BOOK REVIEW
Circus: A Traveling Life
In Sally Mann’s words, “Quintana takes off where my heroes Bruce Davidson, Diane Arbus and Mary Ellen Mark left off—she clearly enjoys the same level of trust and intimacy as they did. Beautiful pictures.”
For a decade, photographer Norma I. Quintana followed a traveling one-ring circus as it journeyed across America, photographing its acrobats, aerialists and artists. Not satisfied to snap images from the stands, Quintana photographed her subjects in motion, perfecting their craft as well as capturing the everyday lives of these performers when they were out of the limelight.

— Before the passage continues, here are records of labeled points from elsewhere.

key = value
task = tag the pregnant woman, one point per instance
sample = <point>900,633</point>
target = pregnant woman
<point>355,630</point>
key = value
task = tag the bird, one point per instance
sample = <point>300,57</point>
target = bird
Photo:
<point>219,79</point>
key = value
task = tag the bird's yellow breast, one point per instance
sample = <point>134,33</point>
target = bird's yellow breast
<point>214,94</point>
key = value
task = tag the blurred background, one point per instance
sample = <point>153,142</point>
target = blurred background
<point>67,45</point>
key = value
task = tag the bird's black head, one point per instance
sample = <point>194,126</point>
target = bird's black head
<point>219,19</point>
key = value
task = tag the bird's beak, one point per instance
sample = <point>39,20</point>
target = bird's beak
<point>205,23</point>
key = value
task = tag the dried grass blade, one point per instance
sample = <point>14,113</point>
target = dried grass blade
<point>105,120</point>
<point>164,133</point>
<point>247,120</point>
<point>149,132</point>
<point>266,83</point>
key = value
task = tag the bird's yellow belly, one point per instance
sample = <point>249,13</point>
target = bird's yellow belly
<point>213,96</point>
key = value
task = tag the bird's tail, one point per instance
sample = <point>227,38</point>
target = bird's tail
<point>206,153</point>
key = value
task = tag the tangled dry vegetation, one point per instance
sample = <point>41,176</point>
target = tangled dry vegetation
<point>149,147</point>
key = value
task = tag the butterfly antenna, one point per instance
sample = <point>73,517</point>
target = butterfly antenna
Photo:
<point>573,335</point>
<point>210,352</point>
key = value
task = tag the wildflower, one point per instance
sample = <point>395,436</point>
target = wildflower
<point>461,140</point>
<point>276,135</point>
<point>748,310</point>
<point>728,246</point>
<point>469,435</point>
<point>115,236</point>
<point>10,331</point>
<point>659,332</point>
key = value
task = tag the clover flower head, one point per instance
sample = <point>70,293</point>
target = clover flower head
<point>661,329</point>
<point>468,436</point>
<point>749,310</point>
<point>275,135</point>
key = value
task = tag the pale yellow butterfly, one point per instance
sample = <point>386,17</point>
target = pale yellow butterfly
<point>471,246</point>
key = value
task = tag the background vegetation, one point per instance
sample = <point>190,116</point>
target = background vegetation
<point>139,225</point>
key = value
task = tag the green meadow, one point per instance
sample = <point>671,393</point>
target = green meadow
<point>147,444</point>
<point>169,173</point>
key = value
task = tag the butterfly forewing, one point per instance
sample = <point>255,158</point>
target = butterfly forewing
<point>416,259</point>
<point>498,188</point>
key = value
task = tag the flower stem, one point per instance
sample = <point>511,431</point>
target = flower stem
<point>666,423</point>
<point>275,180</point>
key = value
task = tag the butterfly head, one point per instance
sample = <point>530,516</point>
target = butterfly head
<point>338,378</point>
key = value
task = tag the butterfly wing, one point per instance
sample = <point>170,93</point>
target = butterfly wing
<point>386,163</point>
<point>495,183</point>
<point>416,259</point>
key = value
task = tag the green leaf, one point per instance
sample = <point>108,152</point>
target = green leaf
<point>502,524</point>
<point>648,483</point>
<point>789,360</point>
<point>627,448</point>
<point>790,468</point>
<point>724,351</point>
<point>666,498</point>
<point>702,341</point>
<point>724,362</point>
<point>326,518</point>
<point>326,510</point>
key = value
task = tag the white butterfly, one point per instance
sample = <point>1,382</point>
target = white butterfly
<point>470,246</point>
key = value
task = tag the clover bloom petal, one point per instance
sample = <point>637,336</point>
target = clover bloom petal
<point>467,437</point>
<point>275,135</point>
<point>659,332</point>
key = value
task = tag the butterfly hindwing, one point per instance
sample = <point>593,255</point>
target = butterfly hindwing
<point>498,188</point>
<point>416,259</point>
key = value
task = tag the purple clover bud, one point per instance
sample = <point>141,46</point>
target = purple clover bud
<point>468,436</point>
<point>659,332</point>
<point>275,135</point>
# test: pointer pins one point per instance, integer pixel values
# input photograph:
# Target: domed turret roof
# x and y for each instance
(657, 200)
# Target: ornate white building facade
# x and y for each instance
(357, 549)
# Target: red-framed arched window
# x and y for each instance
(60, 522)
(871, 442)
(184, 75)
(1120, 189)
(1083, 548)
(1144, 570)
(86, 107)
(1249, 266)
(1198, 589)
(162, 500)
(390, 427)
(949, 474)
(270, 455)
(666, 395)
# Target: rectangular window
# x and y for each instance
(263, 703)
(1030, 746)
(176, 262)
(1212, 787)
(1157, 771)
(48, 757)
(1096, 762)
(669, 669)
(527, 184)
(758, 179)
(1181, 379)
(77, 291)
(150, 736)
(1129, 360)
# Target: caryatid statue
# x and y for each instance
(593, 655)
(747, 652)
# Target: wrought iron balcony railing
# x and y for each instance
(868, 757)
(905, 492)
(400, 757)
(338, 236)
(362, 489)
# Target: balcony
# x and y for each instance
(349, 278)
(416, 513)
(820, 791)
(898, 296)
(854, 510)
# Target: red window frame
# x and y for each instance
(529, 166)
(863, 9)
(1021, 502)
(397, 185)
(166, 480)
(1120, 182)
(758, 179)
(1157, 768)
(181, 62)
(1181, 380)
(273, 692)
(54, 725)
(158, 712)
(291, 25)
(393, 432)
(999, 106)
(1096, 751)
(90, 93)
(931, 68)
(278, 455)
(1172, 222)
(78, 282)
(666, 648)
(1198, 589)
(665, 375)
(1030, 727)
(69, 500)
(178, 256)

Quintana's project joins a universal and long-standing tradition of circus photography, alongside the work of Diane Arbus, Jill Freedman and Edward Weston. Like these old masters, Quintana created her rich, black and white portraits using an analog camera (in this case, a medium-format Hasselblad). When asked about the challenges of capturing artists in motion without the safety net of a digital camera, Quintana said, "I learned to trust my own vision and imagination in the face of unforeseen events. I tried to capture these values through my lens, just as I was captured by the circus."
Besides her intuitive sense of performance, Circus also displays a marked sense of intimacy. Quintana achieved this by slowly introducing herself into the community of performance families.
As author Mona Simpson writes in her introduction to the book, "The trust between photographer and subject that developed over time is evident. Quintana took her time learning the lineage of these circus families. She presents them not as freaks or compulsives, but as workers in a private, insular, now almost-extinct world."